Caleb lanzó un hechizo en cuanto Pritkin salió de la línea Ley, pero tuvo que bajar sus escudos para hacerlo y Marco se lanzó sobre nosotros en el mismo instante en que cayeron. Caleb sabía que lo haría y lo lanzó al aire musitando una palabra, aunque, con la distracción, Pritkin tuvo la oportunidad de rodar metiéndose bajo un coche, donde no pudieran verle.
—¡Déjalo, John! —exclamó Caleb—. Yo me ocuparé de su seguridad, pero me la llevo.
Una cabeza con el pelo de punta asomó sobre el techo del coche.
—¡Tú no te puedes ocupar de nada! ¿O acaso has olvidado lo que ocurrió la última vez que el Consejo quiso hacer una reunión?
—Richardson estaba cegado por el dolor de la muerte de su hijo. Eso no va a volver a pasar, tienes mi palabra.
—Nadie duda de tu palabra, Caleb. Es de tu sentido común de lo que dudo.
—¡Hubo un tiempo que confiabas ciegamente en mí!
—También hubo un tiempo en el que utilizabas el cerebro en lugar de limitarte a seguir instrucciones sin pensar —dijo Pritkin, rodeando el capó del coche. Tenía un punto rojo en el centro del pecho, como si sus protecciones hubieran cedido unos milímetros antes de que lo hiciera el hechizo de su amigo—. Ella se viene conmigo.
La respuesta de Caleb fue lanzar otro hechizo. Pero Marco, escondido en silencio en el arcén, estaba esperando a que lo hiciera. En cuando Caleb bajó los escudos, Marco lo agarró y Pritkin me agarró a mí.
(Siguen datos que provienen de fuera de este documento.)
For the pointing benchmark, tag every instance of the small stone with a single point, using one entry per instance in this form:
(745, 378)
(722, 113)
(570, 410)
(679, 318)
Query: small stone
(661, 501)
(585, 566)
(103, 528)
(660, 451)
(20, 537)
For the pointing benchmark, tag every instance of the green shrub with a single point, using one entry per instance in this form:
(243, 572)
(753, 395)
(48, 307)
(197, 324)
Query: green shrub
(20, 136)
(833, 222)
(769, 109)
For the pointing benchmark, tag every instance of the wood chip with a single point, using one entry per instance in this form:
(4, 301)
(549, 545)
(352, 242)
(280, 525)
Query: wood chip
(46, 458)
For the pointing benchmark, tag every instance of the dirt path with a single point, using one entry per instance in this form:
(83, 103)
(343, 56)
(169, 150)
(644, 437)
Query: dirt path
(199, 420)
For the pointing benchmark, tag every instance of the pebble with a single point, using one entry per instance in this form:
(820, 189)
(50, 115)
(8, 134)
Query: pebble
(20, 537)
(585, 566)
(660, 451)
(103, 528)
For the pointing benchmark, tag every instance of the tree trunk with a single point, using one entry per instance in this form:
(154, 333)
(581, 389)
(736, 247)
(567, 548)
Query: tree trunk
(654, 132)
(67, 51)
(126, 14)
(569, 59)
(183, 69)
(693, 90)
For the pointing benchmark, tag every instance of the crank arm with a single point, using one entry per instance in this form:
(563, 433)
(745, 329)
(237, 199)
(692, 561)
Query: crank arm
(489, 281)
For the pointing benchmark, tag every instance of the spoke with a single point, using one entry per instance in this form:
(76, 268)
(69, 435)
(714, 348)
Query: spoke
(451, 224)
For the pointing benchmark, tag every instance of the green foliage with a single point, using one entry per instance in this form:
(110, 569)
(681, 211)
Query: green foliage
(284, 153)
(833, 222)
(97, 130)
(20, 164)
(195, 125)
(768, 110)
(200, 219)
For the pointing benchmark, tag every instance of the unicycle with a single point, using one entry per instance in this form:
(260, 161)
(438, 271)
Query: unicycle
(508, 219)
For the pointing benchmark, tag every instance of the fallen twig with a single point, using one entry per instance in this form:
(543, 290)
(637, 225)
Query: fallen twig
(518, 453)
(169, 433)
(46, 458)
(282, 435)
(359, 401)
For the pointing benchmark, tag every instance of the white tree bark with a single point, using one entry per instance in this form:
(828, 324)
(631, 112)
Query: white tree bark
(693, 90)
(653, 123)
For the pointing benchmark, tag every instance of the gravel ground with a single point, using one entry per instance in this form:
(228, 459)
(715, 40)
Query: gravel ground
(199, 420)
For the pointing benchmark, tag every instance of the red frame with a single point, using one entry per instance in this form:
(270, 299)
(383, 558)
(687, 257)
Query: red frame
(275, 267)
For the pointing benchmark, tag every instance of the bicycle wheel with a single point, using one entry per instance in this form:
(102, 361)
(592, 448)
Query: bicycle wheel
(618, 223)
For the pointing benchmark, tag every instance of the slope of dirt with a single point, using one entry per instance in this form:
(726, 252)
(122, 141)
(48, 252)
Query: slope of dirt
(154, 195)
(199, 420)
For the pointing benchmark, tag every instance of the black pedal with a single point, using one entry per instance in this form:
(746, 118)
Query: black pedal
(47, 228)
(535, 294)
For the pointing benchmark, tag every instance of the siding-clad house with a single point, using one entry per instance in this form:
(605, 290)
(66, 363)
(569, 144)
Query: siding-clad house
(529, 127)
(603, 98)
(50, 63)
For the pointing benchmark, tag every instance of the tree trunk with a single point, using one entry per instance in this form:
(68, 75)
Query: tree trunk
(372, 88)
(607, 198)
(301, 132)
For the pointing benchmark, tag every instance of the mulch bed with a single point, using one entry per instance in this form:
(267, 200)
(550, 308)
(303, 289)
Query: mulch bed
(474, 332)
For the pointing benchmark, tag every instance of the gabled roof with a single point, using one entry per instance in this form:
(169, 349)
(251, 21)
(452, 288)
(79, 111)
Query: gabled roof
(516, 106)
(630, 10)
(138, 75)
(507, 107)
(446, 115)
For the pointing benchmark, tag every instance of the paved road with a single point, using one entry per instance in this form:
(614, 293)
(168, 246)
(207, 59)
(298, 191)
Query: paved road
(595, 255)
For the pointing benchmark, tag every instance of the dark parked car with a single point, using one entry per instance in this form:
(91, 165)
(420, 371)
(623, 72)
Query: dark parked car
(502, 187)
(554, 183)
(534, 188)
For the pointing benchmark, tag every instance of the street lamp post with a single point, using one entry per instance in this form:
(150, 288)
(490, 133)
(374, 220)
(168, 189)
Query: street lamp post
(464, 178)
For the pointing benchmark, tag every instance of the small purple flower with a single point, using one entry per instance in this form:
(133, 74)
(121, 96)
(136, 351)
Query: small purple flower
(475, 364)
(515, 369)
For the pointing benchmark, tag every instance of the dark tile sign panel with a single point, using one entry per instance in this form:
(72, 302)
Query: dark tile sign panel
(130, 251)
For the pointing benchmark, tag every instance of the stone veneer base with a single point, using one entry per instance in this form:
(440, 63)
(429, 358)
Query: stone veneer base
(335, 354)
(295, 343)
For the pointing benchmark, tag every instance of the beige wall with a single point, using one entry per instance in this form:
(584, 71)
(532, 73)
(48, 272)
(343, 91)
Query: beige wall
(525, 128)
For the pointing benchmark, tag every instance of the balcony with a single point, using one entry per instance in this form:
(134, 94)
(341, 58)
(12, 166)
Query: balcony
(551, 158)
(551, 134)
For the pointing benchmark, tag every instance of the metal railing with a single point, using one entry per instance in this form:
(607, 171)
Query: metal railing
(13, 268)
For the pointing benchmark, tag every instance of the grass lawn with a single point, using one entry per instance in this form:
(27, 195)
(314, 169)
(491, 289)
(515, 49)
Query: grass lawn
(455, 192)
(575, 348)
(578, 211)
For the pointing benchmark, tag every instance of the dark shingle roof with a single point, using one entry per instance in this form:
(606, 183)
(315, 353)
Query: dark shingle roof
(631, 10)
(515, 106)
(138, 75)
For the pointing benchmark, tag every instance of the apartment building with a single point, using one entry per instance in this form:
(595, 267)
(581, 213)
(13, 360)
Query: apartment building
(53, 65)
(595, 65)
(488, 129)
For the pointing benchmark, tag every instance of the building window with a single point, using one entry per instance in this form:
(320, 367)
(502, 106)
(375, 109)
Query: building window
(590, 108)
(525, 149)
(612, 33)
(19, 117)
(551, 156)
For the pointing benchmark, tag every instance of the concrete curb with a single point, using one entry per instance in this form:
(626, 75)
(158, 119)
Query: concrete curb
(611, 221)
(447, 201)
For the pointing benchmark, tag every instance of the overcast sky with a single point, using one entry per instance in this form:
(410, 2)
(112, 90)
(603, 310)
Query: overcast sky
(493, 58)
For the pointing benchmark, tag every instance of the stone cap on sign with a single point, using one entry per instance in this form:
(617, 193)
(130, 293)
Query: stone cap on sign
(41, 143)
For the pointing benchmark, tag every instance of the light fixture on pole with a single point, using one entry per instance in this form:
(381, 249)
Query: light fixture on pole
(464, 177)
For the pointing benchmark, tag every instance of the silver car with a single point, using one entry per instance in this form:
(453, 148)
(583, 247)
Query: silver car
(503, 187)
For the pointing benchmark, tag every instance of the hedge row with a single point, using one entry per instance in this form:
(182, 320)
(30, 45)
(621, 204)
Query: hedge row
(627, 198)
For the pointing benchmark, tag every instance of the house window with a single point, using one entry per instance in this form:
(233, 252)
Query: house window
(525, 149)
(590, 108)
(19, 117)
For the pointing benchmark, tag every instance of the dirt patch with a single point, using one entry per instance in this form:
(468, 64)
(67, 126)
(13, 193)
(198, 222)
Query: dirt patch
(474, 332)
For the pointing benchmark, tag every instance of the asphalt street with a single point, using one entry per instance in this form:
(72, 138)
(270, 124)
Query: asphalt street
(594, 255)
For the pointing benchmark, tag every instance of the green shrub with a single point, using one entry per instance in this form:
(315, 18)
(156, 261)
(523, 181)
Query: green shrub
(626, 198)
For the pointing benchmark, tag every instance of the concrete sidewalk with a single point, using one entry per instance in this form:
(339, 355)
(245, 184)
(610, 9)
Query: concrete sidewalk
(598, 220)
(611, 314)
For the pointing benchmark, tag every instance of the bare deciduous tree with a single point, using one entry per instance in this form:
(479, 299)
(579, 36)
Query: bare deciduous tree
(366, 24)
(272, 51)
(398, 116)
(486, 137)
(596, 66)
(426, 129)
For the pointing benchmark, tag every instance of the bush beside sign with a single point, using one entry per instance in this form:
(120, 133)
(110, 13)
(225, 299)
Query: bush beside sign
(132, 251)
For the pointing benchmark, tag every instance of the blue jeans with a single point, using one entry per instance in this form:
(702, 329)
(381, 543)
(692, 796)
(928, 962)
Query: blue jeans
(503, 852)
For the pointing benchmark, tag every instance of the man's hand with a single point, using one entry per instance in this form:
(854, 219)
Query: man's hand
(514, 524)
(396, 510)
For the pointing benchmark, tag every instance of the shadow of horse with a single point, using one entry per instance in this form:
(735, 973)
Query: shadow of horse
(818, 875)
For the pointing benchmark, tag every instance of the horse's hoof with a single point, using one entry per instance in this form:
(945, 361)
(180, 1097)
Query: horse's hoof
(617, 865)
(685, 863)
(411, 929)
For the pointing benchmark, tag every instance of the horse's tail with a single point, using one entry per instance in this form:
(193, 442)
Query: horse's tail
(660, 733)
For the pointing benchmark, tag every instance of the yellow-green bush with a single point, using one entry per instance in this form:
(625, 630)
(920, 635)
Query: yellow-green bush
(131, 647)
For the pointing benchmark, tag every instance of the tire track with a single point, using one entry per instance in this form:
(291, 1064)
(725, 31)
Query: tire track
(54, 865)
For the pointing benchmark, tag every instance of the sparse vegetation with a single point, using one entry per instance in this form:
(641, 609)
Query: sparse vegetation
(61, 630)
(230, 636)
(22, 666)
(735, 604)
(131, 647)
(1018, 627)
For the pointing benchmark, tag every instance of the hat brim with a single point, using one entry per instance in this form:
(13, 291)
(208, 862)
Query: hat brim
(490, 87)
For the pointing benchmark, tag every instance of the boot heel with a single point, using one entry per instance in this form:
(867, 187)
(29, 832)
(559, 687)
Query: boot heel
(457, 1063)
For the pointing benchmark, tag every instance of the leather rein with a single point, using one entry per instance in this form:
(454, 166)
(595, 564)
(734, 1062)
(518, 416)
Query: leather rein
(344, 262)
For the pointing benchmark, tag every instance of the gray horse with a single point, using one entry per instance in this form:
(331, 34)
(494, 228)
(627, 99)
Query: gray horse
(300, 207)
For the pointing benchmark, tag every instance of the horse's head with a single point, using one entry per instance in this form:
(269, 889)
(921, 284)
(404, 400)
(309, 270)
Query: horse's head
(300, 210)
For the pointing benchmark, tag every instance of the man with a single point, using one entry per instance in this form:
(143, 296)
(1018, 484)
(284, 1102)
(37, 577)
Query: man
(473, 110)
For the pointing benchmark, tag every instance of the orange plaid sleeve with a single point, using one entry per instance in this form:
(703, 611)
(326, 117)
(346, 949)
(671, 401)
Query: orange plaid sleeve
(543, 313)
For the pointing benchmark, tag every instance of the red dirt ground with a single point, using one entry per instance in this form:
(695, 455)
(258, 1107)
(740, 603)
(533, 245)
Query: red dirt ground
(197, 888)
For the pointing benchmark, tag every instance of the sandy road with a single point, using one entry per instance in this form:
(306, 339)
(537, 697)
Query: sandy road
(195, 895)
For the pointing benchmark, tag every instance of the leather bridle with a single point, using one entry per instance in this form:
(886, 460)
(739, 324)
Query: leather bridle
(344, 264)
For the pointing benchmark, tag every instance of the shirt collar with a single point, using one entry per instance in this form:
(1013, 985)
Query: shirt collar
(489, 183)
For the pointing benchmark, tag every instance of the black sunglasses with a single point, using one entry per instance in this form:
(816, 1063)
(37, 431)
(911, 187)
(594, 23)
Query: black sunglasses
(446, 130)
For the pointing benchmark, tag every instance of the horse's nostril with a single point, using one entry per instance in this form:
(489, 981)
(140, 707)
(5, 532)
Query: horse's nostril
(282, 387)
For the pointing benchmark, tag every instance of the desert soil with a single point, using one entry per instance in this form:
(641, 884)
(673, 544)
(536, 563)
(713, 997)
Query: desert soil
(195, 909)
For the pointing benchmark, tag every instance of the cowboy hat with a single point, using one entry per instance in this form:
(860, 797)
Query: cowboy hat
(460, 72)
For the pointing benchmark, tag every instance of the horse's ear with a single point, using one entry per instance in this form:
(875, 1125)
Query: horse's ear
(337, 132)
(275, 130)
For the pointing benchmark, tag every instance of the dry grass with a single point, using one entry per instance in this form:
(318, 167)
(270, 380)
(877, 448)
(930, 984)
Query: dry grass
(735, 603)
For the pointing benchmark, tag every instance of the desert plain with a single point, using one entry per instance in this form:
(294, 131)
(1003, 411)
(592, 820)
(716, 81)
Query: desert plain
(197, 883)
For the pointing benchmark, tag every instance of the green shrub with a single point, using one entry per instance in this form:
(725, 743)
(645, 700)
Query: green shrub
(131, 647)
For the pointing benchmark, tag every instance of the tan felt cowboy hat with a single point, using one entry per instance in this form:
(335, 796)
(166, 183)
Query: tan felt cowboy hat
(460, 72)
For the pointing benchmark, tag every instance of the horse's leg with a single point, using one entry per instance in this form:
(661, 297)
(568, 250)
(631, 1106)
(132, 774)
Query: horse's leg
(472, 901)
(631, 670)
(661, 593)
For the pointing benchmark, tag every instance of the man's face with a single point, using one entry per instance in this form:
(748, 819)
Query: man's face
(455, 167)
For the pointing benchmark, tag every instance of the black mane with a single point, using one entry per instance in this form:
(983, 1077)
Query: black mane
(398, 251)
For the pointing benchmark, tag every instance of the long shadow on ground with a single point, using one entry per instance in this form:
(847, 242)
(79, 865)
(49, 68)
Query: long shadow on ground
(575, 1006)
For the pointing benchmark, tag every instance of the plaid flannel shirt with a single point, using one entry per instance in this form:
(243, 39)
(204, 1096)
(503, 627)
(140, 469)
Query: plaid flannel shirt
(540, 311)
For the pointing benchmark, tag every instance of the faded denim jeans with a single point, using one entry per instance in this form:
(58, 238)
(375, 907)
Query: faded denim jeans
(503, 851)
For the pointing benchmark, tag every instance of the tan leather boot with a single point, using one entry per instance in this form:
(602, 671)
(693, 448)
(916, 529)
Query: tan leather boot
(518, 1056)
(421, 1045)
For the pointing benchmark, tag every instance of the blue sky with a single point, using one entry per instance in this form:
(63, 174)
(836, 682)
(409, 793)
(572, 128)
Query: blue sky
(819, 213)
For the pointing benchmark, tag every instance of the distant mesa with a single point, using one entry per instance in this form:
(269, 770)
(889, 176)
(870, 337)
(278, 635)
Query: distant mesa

Fuimos corriendo hacia la línea Ley que Pritkin había utilizado para venir, pero los magos habían terminado de despedazar el sudario y obstruían el camino. Los ocho. No nos atacaron de inmediato, tenían suficientes dudas sobre si Pritkin era un héroe o un psicópata de utilidad en una situación como aquella. Pero no duraría mucho.
Tenía que pensar en algo, necesitaba un plan, porque venían hacia nosotros y ya no quedaba tiempo. Ni Pritkin podía luchar contra ellos. Me aferré a la fría figura de Daikoku con tanta fuerza que me dolió.
—¡Concédeme la energía para poder transportarnos a todos y sacarnos de aquí! —dije, pronunciando mi deseo.
Esperaba haberlo dicho con suficiente claridad y, a continuación, me limité a desear que, simplemente, funcionara, ya que pasó el tiempo y no ocurría nada. Abrí la mano y miré aquel pequeño objeto, preguntándome si Françoise habría robado uno falso. Entonces, uno de sus minúsculos ojos hicieron un guiño aún más pequeño, y el mundo se partió en dos.